"It is a must-have for security architects and consultants as well as enterprise security managers who are working with mobile devices and applications."

Dr. Dena Haritos Tsamitis, Director, Information Networking Institute (INI) Director of Education, CyLab Carnegie Mellon University

"Good book for Android security enthusiasts and developers that also covers advance topic like reverse engineering of Android applications. A must have book for all security professionals."

Sanjay Katkar, Co-Founder Quick Heal Technologies

"It's an excellent book for professional businesses that are trying to move their corporate applications on mobile / Android platform. It helped me understand the threats foreseen in Android applications and how to protect against them. Thanks for putting together a structured text on Android security."

Jagmeet Malhotra, Vice President, Royal Bank of Scotland

"Smart mobile devices need smart security. If you are facing the complex challenge of securing data and applications for Android, this book provides valuable insight into the security architecture and practical guidance for safeguarding this modern platform."

Gerhard Eschelbeck, Chief Technology Officer, Sophos

"Abhishek and Anmol's book Android Security: Attacks & Defenses is a great introduction to Android security. Their chapter "Reverse Engineering Android Applications" provides the groundwork for anybody interested in mobile malware analysis and cracking the nitty-gritty of most Android apps."

Nicholas Falliere, Founder JEB Decompiler & Security Researcher

"In their book Android Security: Attacks and Defenses, Dubey and Misra have filled a critical gap in software security literature by providing a unique and holistic approach to addressing this critical and often misunderstood topic..."

James Ransome, Senior Director, Product Security McAfee . An Intel Company

The book gives security professionals and executives a practical guide to the security implications and best practices for deploying Android platforms and applications in the (corporate) environment.

Steve Martino, VP Information Security, Cisco

Chapter 1

          Introduction

In this chapter, we introduce the reader to the mobile devices landscape and demonstrate why Android security matters. We analyze the evolution of mobile security threats, from basic phones to smartphones (including ones running the Android platform). We move on to introduce Android history, releases, and marketplaces for Android applications.



Chapter 2

    Android Architecture

In this chapter, we introduce the reader to Android architecture. We cover various layers in the Android software stack, from the Linux kernel to applications, as well as the extent to which they have security implications. We then walk the reader through the Android start-up process and setup of the Android environment, and we present the various tools available to us through the Android Software Development Kit (SDK). We also provide hands-on instruction for downloading and installing the Android SDK and interacting with shell commands.



Chapter 3

        Android Application Architecture

In this chapter, we introduce the reader to Android Application Architecture. We present various components that make up an Android application, and we demonstrate how these components work when an application is running, through the use of logcat. We then cover the application lifecycle phases of an Android application.
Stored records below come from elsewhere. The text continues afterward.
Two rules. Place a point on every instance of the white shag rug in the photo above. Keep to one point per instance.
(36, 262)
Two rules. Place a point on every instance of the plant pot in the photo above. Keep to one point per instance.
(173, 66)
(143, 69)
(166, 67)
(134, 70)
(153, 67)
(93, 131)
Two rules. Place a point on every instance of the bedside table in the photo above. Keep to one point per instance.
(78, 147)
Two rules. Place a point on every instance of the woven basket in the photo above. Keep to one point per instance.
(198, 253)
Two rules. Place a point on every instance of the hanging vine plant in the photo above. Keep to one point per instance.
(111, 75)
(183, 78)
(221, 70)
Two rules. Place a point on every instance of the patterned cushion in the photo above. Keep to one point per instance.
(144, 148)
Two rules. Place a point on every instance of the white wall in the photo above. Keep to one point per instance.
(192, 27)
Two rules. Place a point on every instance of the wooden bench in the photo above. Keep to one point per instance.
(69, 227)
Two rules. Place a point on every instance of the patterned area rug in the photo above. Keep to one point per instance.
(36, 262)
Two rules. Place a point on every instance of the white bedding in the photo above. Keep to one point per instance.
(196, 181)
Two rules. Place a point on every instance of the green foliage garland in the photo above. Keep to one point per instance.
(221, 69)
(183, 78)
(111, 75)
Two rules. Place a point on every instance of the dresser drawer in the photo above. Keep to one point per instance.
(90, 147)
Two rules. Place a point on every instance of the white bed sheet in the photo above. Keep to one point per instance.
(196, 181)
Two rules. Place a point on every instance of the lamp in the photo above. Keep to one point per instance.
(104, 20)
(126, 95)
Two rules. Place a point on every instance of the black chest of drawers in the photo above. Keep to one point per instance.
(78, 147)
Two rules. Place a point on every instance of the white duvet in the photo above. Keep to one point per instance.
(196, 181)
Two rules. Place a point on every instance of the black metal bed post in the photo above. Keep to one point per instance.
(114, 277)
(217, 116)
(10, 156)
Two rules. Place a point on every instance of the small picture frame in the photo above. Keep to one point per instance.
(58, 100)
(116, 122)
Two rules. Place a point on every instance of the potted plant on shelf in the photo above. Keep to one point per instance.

By end of the chapter, the reader will be able to describe the typical components of an Android application, determine when to use these components, and understand application lifecycle phases.



Chapter 4

   Android (in) Security

In this chapter, we turn our focus to Android’s built-in security mechanisms at the platform level as well as its application layers. The reader should be familiar with Android architecture (covered in Chapter 2) and Android application basics (building blocks, frameworks) (covered in Chapter 3). This chapter builds on an understanding of the platform and application layers to demonstrate the security features provided by Android. This chapter also introduces the reader to different Interprocess Communication (IPC) mechanisms used by Android application components.



Chapter 5

   Pen Testing Android

In this chapter, we focus on pen testing the Android platform and applications. We start by covering penetration methodology, discussing how to obtain details on the Android operating system. We then turn to pen testing Android applications and discuss security for Android applications. Towards the end, we talk about relatively newer issues (including storage on clouds) and patching. Finally, we showcase recent security issues for Android applications.The reader should now be familiar with Android architecture (covered in Chapter 2), Android application basics (building blocks, frameworks; covered in Chapter 3), and Android permissions and security models (covered in Chapter 4).